Last week, Goldman Sachs and MetLife announced that they plan to publicly disclose the gender and racial breakdowns of their staffs later this year.
The move is coming after some hounding by New York City's public pension funds, which hold large stakes in MetLife and Goldman Sachs. The pension fund heads want the data, they say, because diversity leads to better company performance, which leads to better shareholder returns.
I applaud both MetLife and Goldman Sachs for agreeing to release their data. (Omnicom, a giant of the advertising world — an industry with its own diversity and gender issues; see, for example, "Mad Men" — refused.) But I had to wonder: what difference will it make?
It's already well-known that the insurance industry is largely white and mostly male. While minorities and women have made a few inroads, they're still the exception to the rule, novelties trotted out by companies when they want to prove that, ahem, actually, they don't have a diversity problem. (If I ate pizza for every meal, every single day, except Tuesdays, would that mean I don't have a pizza problem?)
It's also hard to believe the data release will mean anything significant to shareholders. Most investors are able to get over, say, the fact that companies like BP and Exxon are generating huge returns by trampling our environment.
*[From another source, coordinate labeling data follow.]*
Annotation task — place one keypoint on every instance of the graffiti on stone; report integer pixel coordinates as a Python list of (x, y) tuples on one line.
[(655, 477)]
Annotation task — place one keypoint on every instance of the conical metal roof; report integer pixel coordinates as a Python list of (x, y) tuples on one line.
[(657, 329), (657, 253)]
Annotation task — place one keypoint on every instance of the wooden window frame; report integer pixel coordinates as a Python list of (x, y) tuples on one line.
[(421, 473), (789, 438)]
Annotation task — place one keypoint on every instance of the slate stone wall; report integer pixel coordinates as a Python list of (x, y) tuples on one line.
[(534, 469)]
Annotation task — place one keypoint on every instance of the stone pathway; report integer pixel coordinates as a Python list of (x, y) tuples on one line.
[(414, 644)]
I'm sure they'll recover from the news that these historically white, male insurance and finance companies they've invested in are — gasp! — still white and male.
If the pension funds wanted the data to make a real impact, they'd insist that ages be disclosed as well. Don't get me wrong. I'm a fan of equal employment opportunities. But the real white problem insurance companies have is that there's too much of it on their executives' heads.
We've written lots about the aging insurance workforce and the fact that young people just aren't interested in the field today. Among the few who do enter the industry, most will fail. There's a real chance that, if that doesn't change, there won't be anyone — female or male, white or otherwise — to take over for those insurance company execs once they retire.